Cookson warned that ransomware actors pivoting to data theft only doesn't make them less dangerous.
"Even the most well protected companies are susceptible to data theft attacks."
An inflection point
In the aforementioned Threat Intelligence Index, IBM's X-Force found that two thirds of the backdoor activity it tracked from threat actors in 2022 had the makings of a ransomware attack. But it was successfully thwarted by defenders and incident responders before the activity could progress to a full-scale attack.
Dwyer told TechTarget Editorial that X-Force's positive stats should not be taken as a sign that defenders should rest easy, as ransomware still drives a large part of the cybercrime ecosystem. Rather it tells an interesting story about the different directions ransomware could go in the future.
"There are two opposing trends. If threat detection and response continues to get better, then you're going to see adversaries' money decrease, and their percentage of successful ransomware attacks is going to go down as well.
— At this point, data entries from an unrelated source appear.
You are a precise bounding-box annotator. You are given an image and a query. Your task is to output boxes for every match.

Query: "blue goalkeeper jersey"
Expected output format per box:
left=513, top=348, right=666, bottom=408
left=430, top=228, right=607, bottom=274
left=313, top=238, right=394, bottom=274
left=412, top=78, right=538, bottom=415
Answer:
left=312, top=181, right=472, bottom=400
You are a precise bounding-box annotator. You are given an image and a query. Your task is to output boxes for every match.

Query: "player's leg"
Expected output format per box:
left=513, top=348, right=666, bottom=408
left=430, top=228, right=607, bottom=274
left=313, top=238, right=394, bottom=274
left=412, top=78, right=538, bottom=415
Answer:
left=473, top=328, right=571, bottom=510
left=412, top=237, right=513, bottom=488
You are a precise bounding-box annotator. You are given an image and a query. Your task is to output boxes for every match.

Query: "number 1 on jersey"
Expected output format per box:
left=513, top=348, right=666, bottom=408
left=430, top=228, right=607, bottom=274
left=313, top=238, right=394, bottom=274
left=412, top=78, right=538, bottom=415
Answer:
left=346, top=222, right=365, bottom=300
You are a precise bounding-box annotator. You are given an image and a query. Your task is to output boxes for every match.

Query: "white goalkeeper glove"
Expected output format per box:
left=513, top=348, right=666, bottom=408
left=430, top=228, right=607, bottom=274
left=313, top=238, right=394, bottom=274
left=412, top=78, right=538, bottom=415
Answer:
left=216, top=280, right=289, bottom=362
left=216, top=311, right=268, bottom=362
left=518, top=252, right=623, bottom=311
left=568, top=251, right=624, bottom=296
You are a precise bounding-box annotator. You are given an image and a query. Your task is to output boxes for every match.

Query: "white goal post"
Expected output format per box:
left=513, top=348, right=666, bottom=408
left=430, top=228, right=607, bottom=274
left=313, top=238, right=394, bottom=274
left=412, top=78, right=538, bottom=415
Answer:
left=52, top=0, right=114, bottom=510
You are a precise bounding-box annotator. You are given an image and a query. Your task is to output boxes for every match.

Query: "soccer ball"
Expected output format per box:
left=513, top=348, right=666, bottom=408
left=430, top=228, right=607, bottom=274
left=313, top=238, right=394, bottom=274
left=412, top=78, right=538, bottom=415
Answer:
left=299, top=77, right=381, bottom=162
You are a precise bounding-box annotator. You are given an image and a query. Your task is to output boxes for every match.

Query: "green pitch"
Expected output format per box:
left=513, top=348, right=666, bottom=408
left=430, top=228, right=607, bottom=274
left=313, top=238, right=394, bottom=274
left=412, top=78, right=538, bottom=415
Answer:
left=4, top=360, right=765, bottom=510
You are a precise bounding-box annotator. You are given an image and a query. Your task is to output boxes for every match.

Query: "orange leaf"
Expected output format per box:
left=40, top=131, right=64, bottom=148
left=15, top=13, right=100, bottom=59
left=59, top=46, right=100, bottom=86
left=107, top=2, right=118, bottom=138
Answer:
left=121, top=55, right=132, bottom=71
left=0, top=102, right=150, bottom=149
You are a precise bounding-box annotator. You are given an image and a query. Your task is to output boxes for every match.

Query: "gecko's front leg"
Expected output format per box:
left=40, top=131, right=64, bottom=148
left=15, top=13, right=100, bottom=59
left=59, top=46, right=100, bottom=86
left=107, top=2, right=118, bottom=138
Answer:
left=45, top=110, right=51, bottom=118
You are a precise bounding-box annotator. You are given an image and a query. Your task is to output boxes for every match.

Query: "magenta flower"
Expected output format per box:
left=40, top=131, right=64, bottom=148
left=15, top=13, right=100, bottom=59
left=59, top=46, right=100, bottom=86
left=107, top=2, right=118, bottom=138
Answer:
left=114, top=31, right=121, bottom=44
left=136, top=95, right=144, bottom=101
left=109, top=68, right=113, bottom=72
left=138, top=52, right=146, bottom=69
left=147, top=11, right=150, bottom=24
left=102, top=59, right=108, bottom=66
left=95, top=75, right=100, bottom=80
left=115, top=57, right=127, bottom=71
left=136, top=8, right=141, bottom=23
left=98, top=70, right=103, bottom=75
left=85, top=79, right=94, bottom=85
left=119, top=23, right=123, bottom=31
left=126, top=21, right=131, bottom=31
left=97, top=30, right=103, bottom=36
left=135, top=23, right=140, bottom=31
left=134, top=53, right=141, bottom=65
They'll be forced into innovating," he said. "Alternatively if detection and response stagnates and flatlines, threat actors are just going to be motivated to carry out even more attacks."
He added, "2023 is a potential inflection point for ransomware. 2022 was so interesting, even though I think a lot of folks may look at these stats at face value to say, 'Well, nothing much has changed.' But there is a lot that has happened in 2022. That makes me very interested in the future of ransomware."
Alexander Culafi is a writer, journalist and podcaster based in Boston.